MACHINE LEARNING FOR MOBILE LIDAR DATA CLASSIFICATION OF 3D ROAD ENVIRONMENT
- 1Civil Engineering Department, Faculty of Engineering, Fayoum University, Zaid bin Haritha Street, Mashtal, Fayoum, Egypt
- 2Public Works Department, Faculty of Engineering, Cairo University, El Gamaa Street, Giza, Egypt
Keywords: Mobile Laser Scanning, Classification, Random Forest, Gaussian Naïve Bayes, Quadratic Discernment Analysis
Abstract. 3D road mapping is essential for intelligent transportation system in smart cities.
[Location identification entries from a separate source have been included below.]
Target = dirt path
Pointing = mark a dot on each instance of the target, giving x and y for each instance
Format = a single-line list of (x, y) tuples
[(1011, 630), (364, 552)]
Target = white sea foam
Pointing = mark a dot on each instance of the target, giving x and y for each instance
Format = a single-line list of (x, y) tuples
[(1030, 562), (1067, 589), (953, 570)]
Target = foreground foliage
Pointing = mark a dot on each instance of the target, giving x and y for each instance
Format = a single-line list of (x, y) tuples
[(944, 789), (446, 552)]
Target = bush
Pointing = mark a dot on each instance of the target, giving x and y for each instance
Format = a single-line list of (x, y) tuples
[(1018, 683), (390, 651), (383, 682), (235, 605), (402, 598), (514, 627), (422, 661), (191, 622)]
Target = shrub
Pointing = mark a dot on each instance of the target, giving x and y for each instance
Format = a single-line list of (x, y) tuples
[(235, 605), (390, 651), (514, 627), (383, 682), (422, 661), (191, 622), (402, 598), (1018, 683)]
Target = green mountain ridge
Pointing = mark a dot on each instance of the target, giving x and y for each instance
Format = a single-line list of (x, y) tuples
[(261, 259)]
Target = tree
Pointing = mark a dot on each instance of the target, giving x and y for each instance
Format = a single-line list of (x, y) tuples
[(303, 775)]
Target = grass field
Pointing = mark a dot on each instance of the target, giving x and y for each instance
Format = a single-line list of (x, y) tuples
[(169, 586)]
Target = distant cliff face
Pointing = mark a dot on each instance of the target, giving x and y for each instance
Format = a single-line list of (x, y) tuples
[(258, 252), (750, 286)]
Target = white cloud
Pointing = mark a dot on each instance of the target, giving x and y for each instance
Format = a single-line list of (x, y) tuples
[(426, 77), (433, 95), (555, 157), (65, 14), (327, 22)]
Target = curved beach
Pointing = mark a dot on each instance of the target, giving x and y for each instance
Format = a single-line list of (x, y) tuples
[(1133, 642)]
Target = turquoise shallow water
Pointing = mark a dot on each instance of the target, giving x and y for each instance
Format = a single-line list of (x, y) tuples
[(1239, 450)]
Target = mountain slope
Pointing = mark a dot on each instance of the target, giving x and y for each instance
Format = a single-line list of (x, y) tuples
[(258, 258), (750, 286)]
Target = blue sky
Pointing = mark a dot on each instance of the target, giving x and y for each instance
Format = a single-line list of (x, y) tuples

Road features can be utilized for road maintenance, autonomous driving vehicles, and providing regulations to drivers. Currently, 3D road environment receives its data from Mobile Laser Scanning (MLS) systems. MLS systems are capable of rapidly acquiring dense and accurate 3D point clouds, which allow for effective surveying of long road corridors. They produce huge amount of point clouds, which requires automatic features classification algorithms with acceptable processing time. Road features have variant geometric regular or irregular shapes. Therefore, most researches focus on classification of one road feature such as road surface, curbs, building facades, etc. Machine learning (ML) algorithms are widely used for predicting the future or classifying information to help policymakers in making necessary decisions. This prediction comes from a pre-trained model on a given data consisting of inputs and their corresponding outputs of the same characteristics. This research uses ML algorithms for mobile LiDAR data classification. First, cylindrical neighbourhood selection method was used to define point’s surroundings. Second, geometric point features including geometric, moment and height features were derived. Finally, three ML algorithms, Random Forest (RF), Gaussian Naïve Bayes (GNB), and Quadratic Discriminant Analysis (QDA) were applied. The ML algorithms were used to classify a part of Paris-Lille-3D benchmark of about 1.5 km long road in Lille with more than 98 million points into nine classes. The results demonstrated an overall accuracy of 92.39%, 78.5%, and 78.1% for RF, GNB, and QDA, respectively.